En un escrito presentado al juez federal Claudio Bonadío el martes, quien lleva adelante la investigación por el delito de fraude al Estado, y publicado a través de redes sociales, Fernández denunció a José María Torello, jefe de asesores del actual presidente; Gustavo Lopetegui, secretario de Coordinación de Políticas, y Eduardo Quintana, secretario de Coordinación Interministerial como “supuestos beneficiarios ilícitos de la compra de dólar a futuro”.
En el mismo documento, Fernández manifestó tener la sospecha de que el juez Bonadío dictará su procesamiento en forma inminente y que por ello “resulta apropiado que quede una prueba concreta más de la manera ilegal sobre cómo se desarrolla este proceso”.
El magistrado considera a la expresidenta partícipe de una maniobra por la cual el Banco Central ofreció dólares a un precio mucho más bajo que el valor de mercado para entregar el 31 de marzo, bajo un nuevo gobierno. Se gún el juez, esto le causó al Estado una pérdida de unos 77 mil millones de pesos (unos 5 mil 273 millones de dólares al cambio actual).

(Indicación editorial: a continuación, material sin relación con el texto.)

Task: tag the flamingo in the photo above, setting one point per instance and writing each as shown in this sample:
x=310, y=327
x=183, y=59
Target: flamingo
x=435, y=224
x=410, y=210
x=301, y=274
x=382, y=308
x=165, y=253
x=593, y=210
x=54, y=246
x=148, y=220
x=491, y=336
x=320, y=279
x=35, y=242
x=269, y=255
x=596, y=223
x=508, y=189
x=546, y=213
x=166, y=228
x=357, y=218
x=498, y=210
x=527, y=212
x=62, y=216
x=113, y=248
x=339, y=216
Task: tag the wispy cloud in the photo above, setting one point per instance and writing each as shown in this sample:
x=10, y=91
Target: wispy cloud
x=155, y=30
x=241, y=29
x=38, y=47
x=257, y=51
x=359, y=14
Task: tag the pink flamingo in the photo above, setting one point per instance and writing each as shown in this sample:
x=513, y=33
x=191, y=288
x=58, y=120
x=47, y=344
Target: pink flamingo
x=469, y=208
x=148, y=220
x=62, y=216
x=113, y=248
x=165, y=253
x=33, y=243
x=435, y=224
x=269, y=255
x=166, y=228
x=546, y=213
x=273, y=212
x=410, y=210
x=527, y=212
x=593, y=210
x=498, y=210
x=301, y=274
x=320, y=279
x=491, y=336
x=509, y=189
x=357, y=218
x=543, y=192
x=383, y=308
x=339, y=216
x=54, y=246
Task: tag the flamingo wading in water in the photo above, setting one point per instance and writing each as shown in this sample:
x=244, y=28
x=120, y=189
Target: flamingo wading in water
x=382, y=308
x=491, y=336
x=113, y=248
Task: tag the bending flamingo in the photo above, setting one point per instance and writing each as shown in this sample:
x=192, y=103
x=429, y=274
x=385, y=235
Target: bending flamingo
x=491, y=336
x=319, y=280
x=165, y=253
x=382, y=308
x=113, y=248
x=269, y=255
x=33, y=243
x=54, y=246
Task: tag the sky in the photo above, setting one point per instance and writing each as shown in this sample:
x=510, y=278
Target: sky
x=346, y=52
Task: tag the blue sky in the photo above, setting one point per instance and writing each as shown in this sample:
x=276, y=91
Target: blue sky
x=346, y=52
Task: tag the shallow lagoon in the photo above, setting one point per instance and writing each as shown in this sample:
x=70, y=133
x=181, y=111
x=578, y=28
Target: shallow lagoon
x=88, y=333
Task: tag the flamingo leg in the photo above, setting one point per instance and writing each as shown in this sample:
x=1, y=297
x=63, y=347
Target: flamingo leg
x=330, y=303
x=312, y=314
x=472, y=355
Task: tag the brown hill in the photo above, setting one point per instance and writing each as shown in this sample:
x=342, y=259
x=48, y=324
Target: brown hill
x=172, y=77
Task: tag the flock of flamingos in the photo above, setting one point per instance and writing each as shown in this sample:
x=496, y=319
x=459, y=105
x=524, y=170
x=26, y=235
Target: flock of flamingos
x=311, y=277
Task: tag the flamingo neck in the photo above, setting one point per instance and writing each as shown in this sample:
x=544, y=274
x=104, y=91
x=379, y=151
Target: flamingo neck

Fernández sostiene que es víctima de una persecución judicial que busca enviarla a prisión y silenciarla justo en momentos en que, según ella, el gobierno de Macri lleva adelante un feroz ajuste que ha llevado a la pérdida de las “conquistas sociales” logradas durante su gestión.
En su indagatoria, la exgobernante no aceptó preguntas del juez y presentó un descargo por escrito, que amplió el martes con extractos de una investigación periodística. Según el reporte, los funcionarios arriba mencionados participaron de esta operatoria a través de agentes de liquidación por montos que van de $800 mil a $1.4 millones.